Persistence
All my writings tend to be about memory and loss, but also about sense of place and the strong link between the body and the physical (including landscape, trees, etc.) and (L)language. Every text alludes in some way to italianità ... whether by the use of an Italian word that just doesn't have an English equivalent, or by the infusion into the middle of a "lyric" poem on the ideas of Gramsci, Eco, or Pasolini, or by meandering musings on classical painting and landscape. Crossing the borders between different generic territories, each is to some extent a hybrid of poetry and essay.
Diderot Books, Mendocino, 1994.
* "Persistence (or Words & Things)" is a prose-poem dealing with memory and loss, the intensity of artifacts, and notions of time as cyclic; a meditation on the relationship of an involuntary immigrant with her home town in the Old World, on the geography and topography of memory, on the relentless but Imaginary passage of time, and on the signature of the past embedded in material artifacts.
* "Arcisate" is about my mother's (and my) birthplace in Italy and her death there. The piece was inspired partly by Simone de Beauvoir's A Very Easy Death. "Arcisate" is about my relation to that small town in the Italian Alps which I left as a child but have never entirely separated from. It is about how objects and places bear witness to meaning and re-inscribe the past in us.
* "My California" is an essay-memoir which blends detailed personal ruminations about 1960's counter-culture style with speculations on the politics of style and of global culture. It is a portrait of myself and/as my age‑cohort, merged with a cultural history of the early stages of the emergence of a society where Image and Style replace older ideological vehicles such as rhetorical forms or social institutions.

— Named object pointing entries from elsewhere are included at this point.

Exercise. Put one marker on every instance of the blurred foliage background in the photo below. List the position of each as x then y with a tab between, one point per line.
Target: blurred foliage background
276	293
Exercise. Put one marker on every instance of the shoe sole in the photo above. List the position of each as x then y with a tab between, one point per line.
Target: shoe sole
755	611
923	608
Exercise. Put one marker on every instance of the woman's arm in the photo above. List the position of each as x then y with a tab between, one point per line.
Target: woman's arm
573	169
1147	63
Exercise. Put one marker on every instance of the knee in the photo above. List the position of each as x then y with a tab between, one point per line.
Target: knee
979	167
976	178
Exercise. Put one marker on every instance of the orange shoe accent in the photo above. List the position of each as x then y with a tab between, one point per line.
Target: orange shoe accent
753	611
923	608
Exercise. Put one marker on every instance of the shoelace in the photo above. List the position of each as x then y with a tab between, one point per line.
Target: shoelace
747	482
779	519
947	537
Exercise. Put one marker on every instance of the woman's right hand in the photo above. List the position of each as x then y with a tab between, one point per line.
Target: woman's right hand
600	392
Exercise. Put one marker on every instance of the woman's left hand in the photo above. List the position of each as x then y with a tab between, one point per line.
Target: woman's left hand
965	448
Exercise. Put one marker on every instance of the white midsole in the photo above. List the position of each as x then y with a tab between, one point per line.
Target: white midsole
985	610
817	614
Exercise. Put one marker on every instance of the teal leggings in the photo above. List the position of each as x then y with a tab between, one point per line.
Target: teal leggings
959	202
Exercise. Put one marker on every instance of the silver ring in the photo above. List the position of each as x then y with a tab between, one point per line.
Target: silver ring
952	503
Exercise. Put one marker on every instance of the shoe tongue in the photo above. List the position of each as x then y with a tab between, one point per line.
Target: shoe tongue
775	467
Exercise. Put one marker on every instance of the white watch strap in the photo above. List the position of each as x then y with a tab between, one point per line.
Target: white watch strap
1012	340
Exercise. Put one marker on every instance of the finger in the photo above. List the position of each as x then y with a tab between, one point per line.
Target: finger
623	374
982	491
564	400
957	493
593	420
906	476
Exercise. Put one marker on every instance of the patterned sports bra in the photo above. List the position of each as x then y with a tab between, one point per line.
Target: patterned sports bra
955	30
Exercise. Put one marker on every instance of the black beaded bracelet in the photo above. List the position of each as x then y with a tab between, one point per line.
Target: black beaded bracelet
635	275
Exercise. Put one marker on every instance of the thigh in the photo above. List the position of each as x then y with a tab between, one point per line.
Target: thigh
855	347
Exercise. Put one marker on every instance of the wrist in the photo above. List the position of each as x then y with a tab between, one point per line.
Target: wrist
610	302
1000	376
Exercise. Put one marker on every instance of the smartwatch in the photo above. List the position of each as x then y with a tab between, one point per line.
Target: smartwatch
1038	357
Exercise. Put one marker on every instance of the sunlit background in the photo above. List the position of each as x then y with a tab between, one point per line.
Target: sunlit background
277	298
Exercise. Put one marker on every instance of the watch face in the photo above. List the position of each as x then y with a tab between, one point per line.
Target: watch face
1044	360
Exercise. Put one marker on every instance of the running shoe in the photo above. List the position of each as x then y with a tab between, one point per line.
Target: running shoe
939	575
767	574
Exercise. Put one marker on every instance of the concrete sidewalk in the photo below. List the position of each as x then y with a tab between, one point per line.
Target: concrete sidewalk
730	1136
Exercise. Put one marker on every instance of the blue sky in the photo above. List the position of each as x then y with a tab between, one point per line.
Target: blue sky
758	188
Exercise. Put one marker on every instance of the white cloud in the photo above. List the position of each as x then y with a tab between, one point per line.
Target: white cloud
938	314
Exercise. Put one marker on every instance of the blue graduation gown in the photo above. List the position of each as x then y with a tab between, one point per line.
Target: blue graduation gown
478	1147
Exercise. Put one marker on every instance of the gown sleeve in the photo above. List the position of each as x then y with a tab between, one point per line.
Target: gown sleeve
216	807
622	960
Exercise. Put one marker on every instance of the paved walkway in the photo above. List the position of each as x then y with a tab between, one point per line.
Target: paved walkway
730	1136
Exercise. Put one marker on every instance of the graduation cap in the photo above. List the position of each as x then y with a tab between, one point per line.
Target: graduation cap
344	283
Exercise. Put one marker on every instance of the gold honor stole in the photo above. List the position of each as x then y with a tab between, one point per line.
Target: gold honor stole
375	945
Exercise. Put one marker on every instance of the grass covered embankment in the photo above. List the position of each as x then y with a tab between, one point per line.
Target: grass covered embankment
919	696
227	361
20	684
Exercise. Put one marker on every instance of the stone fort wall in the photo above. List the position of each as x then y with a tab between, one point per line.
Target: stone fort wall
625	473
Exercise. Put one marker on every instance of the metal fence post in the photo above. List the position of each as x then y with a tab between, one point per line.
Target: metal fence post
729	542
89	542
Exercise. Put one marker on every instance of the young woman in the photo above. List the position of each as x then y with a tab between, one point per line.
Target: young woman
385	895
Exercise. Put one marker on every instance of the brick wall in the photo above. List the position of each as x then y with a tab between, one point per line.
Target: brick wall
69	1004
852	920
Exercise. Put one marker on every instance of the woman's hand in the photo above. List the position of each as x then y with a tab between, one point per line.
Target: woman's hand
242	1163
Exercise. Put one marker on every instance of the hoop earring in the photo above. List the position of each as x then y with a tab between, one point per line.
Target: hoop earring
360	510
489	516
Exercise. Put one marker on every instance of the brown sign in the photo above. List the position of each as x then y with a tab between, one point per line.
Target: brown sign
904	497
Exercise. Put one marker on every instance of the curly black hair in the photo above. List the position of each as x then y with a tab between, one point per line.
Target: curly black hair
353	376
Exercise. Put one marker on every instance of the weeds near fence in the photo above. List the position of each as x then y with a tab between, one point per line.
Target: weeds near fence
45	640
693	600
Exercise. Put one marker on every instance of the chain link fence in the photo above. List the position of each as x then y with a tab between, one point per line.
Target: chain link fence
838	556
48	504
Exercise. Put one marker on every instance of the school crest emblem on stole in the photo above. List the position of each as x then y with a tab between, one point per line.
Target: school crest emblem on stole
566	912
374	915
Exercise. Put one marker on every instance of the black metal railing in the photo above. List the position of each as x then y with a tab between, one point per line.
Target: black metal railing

* Dream Machines includes "Underground", a short piece that invokes and re-writes a passage from an earlier text (in Half‑Life, The Present Press, 1990); "Apparatus", a poem-essay inspired by the film Cinema Paradiso; "Verona", is about my family and personal relation to that city, its history and artifacts.
* "An Alphabet of Everyday Life" -- a manic structuro-arbitrary enumeration of the post‑modern woman's "life of the mind".
Three other poems are included. The design of Persistence reflects the cross-breeding of academic and lyrical writing that seems to be my life-project: My "original" words horizontal, the quotations vertical ... together they weave the work's fabric. The green cover echoes the insistent theme of trees, whose image in some form is rooted on almost every page.